The Think Tank has been created to give you an insight into the science behind the reactions and colours of our glazes.
Silica/ Quartz Inversion
Quartz or Silica inversion is the sudden change to the crystal structure of Quartz from α-quartz at room temperature to form β-quartz at 573ºC. This process is called inversion and has linear expansion of 0.45%. The inversion process can lead to cracking if ware cools too quickly through the inversion temperature. Cracks occur from varying thermal expansion within the clay body. As some of the quartz particles dissolve in the feldspar glass it creates different thermal expansion and contraction and heat may not be equally distributed throughout the whole piece. The cracking is more likely to occur when cooling rather than when the piece is heating up because the particles surrounding the quartz as they enter inversion are less capable of absorbing the volume change. To avoid this, we recommend cooling rates of 50 °C/hour.

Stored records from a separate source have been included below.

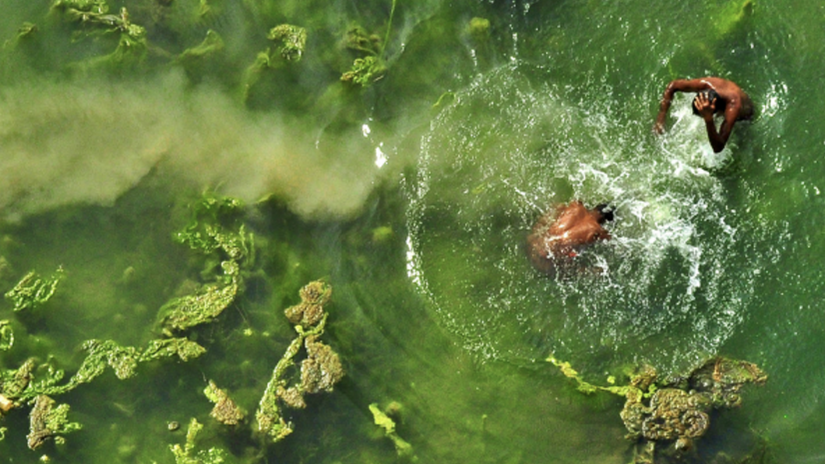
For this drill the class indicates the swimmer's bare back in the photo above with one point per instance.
(562, 233)
(732, 102)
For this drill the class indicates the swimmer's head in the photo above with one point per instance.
(606, 213)
(711, 96)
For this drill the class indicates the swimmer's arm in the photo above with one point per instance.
(720, 139)
(679, 85)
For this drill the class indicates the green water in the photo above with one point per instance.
(712, 254)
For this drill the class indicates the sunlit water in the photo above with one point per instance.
(676, 281)
(711, 254)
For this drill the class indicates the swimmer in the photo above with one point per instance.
(562, 233)
(715, 95)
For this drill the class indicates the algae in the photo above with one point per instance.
(677, 411)
(383, 420)
(319, 372)
(231, 249)
(187, 453)
(33, 291)
(225, 411)
(132, 45)
(48, 421)
(6, 336)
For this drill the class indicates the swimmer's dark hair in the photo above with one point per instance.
(711, 95)
(607, 212)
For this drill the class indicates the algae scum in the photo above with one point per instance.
(263, 231)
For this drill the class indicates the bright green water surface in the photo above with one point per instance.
(416, 215)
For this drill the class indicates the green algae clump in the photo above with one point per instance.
(319, 371)
(6, 336)
(383, 420)
(33, 291)
(48, 421)
(225, 411)
(209, 233)
(187, 454)
(678, 410)
(291, 41)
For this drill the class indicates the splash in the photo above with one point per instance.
(676, 283)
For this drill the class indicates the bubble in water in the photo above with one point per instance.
(675, 284)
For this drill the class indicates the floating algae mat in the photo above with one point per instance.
(675, 242)
(184, 182)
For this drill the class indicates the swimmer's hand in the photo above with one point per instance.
(705, 107)
(659, 128)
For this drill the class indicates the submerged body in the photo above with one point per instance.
(559, 235)
(715, 95)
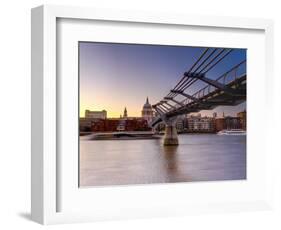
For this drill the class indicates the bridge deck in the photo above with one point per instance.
(217, 97)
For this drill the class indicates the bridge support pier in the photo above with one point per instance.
(171, 135)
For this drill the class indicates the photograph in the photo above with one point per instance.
(154, 114)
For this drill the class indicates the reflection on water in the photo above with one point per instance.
(201, 157)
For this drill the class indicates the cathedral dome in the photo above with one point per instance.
(147, 105)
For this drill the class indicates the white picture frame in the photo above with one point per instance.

The stress caused by the volume changes by sudden changes in temperature is called thermal shock. For example putting a frozen dish into a hot oven can trigger stress from the quick change in temperature. To avoid thermal shock it is important to make sure the thermal expansion of the glaze is compatible with the clay body. Ceramics can be easily tested for their resistance to thermal shock. An example would be the boiling water to ice water test.